As parents we often do little things each day to show our children our love. We pick up after them. We make their favorite meal. We offer spontaneous hugs. We carpool. We share a story and snack after school. We pick up after them again.
Some days we have to love BIG…to show up for our kids on their turf…doing their thing, not ours
–dressing up with them for a special school event (hoping you don’t have to make any extra stops along the way because you feel a little silly being the only cowgirl at the grocery store)
–being a parent volunteer for the zoo field trip on a rainy day and receiving some high-energy kiddos in your small group because the teacher “knows you can handle it”
–getting into the passenger seat that first time your oldest gets his permit, thinking of how those hands were the little ones you held each day not so very long ago, guiding him across the street
–going on a family “date” with your son’s new girlfriend, navigating the awkwardness-all-round as graciously as possible
–trying to be a good sport when you’re picked out of the crowd at the annual scout banquet by the guest speaker who proceeds to blindfold you and have you put your hand in a box.

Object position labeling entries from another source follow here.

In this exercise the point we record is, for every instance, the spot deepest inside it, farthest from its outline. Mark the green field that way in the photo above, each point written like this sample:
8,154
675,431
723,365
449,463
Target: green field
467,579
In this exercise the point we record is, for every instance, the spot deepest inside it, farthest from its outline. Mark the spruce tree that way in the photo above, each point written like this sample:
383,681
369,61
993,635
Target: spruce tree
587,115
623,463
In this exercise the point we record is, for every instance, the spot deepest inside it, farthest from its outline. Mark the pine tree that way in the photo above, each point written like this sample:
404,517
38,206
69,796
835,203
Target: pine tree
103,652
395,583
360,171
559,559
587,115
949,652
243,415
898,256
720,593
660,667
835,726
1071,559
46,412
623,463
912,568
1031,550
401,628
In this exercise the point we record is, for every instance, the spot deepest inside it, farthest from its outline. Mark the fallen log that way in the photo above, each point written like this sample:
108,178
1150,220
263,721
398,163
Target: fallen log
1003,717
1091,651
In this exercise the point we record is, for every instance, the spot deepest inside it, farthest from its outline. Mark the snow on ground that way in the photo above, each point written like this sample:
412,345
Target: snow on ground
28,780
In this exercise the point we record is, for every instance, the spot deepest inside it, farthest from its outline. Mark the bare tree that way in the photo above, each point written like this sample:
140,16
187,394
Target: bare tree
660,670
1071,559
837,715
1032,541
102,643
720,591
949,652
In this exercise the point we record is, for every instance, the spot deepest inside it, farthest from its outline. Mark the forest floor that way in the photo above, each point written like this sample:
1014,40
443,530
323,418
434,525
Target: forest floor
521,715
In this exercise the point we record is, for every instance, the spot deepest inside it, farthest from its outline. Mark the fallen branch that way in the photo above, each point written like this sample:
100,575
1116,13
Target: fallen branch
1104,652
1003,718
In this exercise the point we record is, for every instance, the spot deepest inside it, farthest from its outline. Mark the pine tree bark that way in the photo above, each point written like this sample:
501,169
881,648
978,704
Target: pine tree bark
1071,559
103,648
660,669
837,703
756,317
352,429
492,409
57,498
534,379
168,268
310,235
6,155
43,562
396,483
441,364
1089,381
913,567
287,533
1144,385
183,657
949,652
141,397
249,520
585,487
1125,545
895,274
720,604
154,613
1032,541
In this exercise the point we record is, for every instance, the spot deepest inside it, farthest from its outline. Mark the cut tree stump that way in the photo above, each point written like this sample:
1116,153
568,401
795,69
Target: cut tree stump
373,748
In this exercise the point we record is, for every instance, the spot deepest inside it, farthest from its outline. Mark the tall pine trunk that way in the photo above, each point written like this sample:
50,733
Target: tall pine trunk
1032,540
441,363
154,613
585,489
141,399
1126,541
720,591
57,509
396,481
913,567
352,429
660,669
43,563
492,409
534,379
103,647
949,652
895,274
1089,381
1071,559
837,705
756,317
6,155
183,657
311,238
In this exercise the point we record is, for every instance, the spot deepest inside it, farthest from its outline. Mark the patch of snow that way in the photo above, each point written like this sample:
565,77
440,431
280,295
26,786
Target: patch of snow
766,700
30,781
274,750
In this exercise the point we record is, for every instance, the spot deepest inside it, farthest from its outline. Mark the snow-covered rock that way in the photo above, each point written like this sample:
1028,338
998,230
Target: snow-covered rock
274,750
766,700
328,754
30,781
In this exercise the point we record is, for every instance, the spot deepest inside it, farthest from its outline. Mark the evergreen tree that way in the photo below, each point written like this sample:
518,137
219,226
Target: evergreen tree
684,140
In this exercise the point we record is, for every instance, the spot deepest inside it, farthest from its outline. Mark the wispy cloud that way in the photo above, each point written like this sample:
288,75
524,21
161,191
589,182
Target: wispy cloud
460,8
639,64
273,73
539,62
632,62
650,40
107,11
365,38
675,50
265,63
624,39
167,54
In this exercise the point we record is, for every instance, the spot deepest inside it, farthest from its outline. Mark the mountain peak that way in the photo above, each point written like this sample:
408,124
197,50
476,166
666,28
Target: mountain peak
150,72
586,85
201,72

When the crowd screams wildly, you peek to see that your hand is IN a box of ROACHES! Not kidding. Let’s just say that the “friendly Bug Lady” is NOT on my Christmas card list.
Yeah, some moments we LOVE BIG. We take risks and wade through tricky situations, knowing that these are all moments our children are tucking into their hearts to treasure now and later. They may laugh at us, but inside they are thrilled that we loved them BIG enough to set aside our own insecurities for their special moment.
“There is no fear in love.” I John 4:18
Dare to LOVE BIG.
As a mom to all boys, I’m used to Love Bumps…squeezes, shoulder taps, pokes, and more recently lifts over their shoulders as they have grown in stature. Boys show affectionate in all kind of bumpy ways. I’ve developed some good reflexes and tolerance for these unique gestures of affection.
This week I noticed I have some physical “evidence” of Love Bumps from my head to my feet. Literally.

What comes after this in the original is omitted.